De passage dans l’émission Débat Foot Marseille du média Football Club de Marseille, Laurent Bonnart a pris le temps de revenir sur la nouvelle saison qui s’annonce et notamment l’arrivée du nouveau directeur sportif Grégory Lorenzi.
Un profil différent qui plaît à Laurent Bonnart
Officialisé la semaine dernière, l’ancien directeur du Stade Brestois est, avec Stéphane Richard, une des têtes du nouveau projet qui devrait se baser sur la stabilité. Un profil bien différent de la direction précédente qui plaît plutôt bien à l’ancien latéral : “C’est un changement un peu radical par rapport à Benatia. Mais ça va peut-être en lien avec ce dont l’OM a besoin, tant sur le plan sportif que financier. Parce qu’on sait que l’OM n’est pas au top financièrement et qu’il y a peut-être besoin d’activer des filières différentes. Comme une approche dans la psychologie et dans la communication beaucoup plus sobre, plus structuré et moins impulsif. Lorenzi a été capable de le faire avec Brest. Peut-être qu’il faut un peu de calme dans ce club pour repartir sur de bons rails, construire sur l’avenir… Parce que le but est de pérenniser un travail pour avoir des résultats sur le terrain.”
Un environnement bien différent et une revue d’effectif nécessaire
Le profil de Lorenzi, qui prône la stabilité et sait réaliser de belles plus-values, a séduit la direction. Mais une question peut toujours se poser quant à son intégration dans un environnement bien différent de Brest. Grégory Lorenzi met les pieds dans une ville qui vit pour son club, où la pression a submergé plus d’un dirigeant. Ses qualités d’homme simple qui règle tout en coulisses plaît, là encore à Laurent Bonnart : “L’adaptation, ça fait partie de son travail, ça fait partie du travail des directeurs sportifs. Il va falloir une adaptation par rapport aux moyens qu’il y a, par rapport à l’environnement marseillais. C’est un environnement différent de Brest. On parle souvent du mot pression, mais moi, je dirais plutôt que c’est un club passion ! C’est passionné ! J’ai vécu trois ans ici et ça a été du passionnel et humainement c’est génial à vivre. Donc il faut aussi aller chercher ce genre de garçons qui sont dans ces profils-là.”

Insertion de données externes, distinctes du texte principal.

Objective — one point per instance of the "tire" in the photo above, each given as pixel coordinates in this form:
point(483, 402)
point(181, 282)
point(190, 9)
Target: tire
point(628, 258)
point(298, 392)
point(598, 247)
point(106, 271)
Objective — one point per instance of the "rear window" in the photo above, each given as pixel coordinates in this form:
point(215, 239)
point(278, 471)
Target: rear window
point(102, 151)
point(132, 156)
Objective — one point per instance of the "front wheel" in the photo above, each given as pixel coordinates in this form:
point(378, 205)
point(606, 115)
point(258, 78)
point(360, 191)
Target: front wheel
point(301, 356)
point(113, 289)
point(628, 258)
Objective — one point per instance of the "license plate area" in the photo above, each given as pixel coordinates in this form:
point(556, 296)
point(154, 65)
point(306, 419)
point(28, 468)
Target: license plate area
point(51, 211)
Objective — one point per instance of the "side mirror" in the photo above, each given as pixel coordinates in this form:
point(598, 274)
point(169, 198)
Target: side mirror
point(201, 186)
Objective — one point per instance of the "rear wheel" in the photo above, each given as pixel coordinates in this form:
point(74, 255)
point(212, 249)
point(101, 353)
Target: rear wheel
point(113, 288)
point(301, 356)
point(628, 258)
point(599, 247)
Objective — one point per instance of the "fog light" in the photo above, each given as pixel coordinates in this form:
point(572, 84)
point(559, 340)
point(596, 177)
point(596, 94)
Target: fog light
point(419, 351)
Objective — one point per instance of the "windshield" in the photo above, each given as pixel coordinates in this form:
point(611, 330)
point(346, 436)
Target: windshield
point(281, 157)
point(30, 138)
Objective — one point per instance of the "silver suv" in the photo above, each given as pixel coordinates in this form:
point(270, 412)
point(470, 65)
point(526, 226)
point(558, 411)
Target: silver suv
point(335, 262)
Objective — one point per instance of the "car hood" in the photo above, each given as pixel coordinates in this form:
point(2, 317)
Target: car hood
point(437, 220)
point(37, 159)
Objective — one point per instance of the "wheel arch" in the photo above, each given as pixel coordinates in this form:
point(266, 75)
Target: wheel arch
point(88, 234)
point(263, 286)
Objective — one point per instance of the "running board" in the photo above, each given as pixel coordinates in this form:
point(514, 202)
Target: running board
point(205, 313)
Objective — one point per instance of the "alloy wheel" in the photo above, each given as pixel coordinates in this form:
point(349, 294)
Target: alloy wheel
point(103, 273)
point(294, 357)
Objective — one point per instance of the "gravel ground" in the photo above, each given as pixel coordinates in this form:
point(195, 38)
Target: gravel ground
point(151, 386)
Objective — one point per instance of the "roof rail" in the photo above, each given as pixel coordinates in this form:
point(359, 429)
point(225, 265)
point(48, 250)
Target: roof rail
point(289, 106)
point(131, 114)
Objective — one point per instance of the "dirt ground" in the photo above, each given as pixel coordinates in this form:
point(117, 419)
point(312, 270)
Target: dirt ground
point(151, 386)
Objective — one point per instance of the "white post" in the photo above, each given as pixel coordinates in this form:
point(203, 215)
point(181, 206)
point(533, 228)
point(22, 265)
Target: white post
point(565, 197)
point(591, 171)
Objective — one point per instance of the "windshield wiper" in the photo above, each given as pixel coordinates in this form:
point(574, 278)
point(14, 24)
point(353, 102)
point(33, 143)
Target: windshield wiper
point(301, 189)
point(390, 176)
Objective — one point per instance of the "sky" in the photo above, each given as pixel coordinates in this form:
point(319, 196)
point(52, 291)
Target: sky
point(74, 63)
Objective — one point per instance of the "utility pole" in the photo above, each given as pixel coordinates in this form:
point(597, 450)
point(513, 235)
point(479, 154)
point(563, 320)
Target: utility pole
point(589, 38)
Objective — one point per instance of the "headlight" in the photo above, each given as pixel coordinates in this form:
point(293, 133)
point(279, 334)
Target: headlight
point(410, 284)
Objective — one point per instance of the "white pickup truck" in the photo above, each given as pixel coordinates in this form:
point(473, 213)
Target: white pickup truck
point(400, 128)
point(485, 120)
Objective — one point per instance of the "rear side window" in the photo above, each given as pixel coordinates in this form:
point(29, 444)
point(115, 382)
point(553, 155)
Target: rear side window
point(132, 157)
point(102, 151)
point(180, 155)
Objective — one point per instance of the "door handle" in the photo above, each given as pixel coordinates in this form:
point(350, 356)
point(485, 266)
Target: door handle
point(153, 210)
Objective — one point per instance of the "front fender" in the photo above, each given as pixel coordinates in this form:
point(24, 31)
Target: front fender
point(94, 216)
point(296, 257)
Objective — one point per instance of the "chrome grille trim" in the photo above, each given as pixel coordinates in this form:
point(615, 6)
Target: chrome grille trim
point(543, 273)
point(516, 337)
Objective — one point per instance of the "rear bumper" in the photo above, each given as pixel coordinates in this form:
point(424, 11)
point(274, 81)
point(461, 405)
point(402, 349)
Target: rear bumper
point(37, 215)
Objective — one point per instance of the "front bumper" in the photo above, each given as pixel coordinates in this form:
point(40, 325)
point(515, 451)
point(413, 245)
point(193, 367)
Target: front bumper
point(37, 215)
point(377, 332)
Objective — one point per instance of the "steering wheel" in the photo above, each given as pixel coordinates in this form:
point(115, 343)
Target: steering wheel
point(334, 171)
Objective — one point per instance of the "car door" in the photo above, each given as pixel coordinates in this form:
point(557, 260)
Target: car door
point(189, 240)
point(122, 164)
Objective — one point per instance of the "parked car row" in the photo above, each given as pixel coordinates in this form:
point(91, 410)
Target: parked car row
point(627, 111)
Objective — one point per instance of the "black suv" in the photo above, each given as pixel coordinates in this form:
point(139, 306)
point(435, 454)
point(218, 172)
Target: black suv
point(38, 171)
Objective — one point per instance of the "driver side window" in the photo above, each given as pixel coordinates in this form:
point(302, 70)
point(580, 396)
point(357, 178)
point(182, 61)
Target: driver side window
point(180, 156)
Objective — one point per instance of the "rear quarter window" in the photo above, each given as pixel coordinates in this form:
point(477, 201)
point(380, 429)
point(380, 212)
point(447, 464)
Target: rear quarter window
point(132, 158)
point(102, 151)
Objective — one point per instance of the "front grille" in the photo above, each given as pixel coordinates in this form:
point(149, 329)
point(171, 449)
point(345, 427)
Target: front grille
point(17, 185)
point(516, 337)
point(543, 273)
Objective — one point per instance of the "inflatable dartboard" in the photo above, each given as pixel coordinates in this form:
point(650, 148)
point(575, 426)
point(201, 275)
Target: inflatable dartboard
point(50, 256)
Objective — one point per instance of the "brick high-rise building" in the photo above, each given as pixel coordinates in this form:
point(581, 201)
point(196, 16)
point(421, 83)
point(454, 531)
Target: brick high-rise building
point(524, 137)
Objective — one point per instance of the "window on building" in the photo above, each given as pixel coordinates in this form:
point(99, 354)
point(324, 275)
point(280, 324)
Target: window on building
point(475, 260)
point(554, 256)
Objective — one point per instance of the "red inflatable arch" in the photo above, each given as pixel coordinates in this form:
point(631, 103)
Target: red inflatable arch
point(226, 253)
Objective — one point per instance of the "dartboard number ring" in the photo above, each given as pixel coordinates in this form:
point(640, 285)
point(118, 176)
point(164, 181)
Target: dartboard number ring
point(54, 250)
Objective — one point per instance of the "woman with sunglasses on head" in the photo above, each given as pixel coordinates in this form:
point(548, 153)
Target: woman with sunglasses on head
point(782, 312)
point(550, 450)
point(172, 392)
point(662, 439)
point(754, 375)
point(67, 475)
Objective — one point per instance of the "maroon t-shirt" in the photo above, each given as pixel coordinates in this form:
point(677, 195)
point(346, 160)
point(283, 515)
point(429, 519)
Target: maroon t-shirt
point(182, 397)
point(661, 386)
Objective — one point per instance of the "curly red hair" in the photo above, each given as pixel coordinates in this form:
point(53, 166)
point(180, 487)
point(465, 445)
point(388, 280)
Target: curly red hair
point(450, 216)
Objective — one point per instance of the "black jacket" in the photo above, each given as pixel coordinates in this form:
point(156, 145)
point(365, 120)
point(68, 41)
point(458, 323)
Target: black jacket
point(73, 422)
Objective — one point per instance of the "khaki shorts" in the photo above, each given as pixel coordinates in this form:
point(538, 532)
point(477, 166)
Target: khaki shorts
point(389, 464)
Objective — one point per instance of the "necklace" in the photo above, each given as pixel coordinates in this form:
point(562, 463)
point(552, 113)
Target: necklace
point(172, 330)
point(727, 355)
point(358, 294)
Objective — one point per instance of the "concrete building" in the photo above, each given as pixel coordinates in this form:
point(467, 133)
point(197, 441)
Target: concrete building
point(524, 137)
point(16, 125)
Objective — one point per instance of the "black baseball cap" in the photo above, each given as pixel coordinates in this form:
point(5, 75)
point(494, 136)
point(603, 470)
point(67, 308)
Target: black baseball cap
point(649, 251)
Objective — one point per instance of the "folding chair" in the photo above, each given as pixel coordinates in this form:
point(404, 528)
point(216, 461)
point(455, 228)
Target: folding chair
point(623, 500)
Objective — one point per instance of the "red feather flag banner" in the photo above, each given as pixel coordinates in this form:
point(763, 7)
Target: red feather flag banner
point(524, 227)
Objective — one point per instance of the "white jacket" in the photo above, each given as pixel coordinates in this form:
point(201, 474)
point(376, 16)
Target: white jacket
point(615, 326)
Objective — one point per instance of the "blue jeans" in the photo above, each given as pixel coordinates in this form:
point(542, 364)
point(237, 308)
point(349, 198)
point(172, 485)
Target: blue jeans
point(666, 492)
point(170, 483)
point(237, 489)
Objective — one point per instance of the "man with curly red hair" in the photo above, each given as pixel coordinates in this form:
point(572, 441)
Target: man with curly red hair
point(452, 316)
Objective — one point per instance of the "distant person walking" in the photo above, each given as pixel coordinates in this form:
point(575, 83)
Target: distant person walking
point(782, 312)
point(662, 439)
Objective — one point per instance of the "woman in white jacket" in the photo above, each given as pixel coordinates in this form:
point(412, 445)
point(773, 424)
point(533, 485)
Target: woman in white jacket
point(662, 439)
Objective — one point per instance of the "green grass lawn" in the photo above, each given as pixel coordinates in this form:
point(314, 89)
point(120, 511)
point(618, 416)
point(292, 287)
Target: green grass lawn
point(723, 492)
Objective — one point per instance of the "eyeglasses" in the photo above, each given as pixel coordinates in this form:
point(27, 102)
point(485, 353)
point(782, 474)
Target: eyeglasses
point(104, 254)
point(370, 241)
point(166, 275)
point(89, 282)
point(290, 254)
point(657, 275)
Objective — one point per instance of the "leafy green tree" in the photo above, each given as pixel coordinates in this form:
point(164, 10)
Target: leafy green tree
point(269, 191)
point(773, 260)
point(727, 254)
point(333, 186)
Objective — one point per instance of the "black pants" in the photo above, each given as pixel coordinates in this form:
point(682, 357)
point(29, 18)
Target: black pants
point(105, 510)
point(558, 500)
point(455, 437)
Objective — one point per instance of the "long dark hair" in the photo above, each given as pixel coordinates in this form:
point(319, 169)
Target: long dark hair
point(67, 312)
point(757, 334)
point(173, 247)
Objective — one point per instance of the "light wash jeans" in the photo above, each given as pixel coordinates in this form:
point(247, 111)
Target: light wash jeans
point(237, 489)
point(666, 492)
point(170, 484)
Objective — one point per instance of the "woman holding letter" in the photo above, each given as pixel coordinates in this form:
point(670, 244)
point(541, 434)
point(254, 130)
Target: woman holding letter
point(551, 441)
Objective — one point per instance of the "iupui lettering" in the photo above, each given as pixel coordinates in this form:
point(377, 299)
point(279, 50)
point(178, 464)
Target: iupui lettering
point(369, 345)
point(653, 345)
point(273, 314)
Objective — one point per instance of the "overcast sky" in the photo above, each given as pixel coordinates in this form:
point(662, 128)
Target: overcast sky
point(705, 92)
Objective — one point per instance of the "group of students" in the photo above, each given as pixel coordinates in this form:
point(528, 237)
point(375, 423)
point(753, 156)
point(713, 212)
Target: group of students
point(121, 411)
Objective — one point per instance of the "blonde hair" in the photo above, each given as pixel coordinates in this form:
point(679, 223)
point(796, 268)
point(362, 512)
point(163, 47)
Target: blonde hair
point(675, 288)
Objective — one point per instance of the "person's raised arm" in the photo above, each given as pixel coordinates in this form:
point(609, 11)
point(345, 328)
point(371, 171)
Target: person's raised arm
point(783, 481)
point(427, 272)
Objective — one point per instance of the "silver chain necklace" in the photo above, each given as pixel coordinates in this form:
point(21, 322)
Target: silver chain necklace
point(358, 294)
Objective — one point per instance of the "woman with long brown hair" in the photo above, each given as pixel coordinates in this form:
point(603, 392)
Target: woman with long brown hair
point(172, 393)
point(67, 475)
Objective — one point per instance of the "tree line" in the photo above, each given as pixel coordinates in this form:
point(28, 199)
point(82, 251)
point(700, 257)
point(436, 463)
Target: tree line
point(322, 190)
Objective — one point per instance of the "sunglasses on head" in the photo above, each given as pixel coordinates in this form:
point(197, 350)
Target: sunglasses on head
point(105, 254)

Pour Bonnart, il faudra laisser du temps à la nouvelle direction avant de tirer de quelconques conclusions : “Oui, il y a un gros travail à faire mais il faut aussi laisser du temps. Pour reconstruire, il va falloir dépoussiérer un petit peu. Entre, les joueurs potentiellement sur le départ, les joueurs qui vont revenir pour reconstruire un effectif et surtout aller là où on veut. Cela va aussi être le choix de l’entraîneur. Parce que je ne pense pas que sans entraîneur, Lorenzi va choisir les joueurs aujourd’hui.”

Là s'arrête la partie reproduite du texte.